I thought finite volume solves the integral version of the conservation equations. yet in papers on upwind/symmetric TVD schemes it solves the normal conservation form using metrics? Are these metrics defined at the cell faces or what?

Shuo

For example in a paper by Daru & Tenuad (Computers & Fluids 30:89-113; 2001), The discrete equation reads:

dw/dt = -1/delta_x*(f_i+0.5 - f_i-0.5 + fv_i+0.5 - f_i-0.5) - 1/delta_y*(g_j+0.5 - g_j-0.5 + gv_j+0.5 - gv_j-0.5)

w is the conservative variables, f and g are the inviscid fluxed, fv and gv are the viscous fluxes.

isn't this just a finite difference discretisation?

Shuo

I guess that you are confused between cell-centered schemes and cell-vertex schemes. In compressible simulations, cell-centered schemes are common. As you posted, it looks like a cell-centered scheme. See, pp.85-94 in "computational fluid dynamics: principles and applications" written by J. Blazek

Oh, dear now i need to do a bit of editing of my code. For cell centered schemes is the boundary condition applied to the u_(i+0.5) instead of u_i?

Shuo

Physically, yes. However, it may not make significant impact on the boundary effect. In my cases, I just impose B.C to u(i). In other way, you can use extrapolated values.

Impose it on u_(i+0.5), i.e., on the fluxes.
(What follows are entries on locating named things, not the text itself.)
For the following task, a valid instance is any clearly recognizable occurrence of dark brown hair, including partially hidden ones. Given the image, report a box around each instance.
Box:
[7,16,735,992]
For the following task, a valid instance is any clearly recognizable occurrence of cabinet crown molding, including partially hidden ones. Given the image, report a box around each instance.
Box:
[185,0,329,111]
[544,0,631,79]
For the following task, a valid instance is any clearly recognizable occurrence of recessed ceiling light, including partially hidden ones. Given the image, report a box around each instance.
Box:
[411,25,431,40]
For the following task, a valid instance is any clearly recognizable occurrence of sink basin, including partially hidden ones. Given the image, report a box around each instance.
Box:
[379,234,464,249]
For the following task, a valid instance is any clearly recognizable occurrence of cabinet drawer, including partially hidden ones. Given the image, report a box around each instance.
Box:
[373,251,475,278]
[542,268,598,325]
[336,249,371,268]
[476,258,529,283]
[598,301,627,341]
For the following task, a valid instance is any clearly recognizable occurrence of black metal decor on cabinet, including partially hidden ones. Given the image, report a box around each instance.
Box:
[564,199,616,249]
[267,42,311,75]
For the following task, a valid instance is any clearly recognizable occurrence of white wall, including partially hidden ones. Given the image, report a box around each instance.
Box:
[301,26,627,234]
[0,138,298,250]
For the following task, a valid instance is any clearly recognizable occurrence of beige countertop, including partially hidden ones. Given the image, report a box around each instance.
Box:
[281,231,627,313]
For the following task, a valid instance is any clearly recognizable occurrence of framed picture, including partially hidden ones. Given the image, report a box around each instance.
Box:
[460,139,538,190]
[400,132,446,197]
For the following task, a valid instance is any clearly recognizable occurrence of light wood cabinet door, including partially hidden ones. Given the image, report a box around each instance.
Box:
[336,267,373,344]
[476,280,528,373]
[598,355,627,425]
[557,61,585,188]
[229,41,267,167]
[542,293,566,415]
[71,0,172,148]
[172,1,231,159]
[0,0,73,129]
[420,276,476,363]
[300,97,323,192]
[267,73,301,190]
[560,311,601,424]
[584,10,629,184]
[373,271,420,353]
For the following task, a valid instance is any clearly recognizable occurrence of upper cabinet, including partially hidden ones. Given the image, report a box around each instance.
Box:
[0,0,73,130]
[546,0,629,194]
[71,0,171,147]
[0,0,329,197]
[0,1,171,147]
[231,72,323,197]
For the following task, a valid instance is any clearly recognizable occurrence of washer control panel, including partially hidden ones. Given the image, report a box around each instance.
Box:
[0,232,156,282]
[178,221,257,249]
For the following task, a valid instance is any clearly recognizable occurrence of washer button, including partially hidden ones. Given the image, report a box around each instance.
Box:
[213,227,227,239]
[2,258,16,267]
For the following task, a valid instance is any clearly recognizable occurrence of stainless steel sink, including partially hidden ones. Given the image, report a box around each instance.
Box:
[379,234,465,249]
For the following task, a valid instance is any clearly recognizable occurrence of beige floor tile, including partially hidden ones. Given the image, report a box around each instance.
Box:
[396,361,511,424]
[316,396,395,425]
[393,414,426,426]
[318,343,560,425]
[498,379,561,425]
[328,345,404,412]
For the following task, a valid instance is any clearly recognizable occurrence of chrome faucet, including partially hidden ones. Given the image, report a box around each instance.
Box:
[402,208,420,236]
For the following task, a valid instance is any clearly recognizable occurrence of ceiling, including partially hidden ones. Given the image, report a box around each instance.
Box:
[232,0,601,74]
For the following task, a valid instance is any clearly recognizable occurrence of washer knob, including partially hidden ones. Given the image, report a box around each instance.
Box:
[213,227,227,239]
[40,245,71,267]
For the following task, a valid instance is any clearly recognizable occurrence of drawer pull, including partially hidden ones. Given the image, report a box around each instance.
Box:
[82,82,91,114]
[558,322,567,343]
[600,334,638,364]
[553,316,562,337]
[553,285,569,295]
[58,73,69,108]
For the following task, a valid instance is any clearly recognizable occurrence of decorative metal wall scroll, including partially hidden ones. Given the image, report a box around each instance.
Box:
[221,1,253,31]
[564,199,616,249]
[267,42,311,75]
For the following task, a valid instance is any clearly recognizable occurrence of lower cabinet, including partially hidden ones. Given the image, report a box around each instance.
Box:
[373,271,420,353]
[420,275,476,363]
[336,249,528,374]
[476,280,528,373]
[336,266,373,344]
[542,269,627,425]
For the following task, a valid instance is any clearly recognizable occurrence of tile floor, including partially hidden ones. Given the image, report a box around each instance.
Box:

THis is more consistent with the finite volume method.

You are confusing terminology a little.

When you write a discrete flux approximation in this way it is said to be in "conservation form". This is hold over from the early days (1970s to mid 1980s) when no-one ever thought much about unstructured meshes for CFD.

So, written this way it is a finite volume scheme but is really only valid for a uniform, orthogonal, Cartesian mesh.

You would write it much different for a non-uniform unstructured mesh.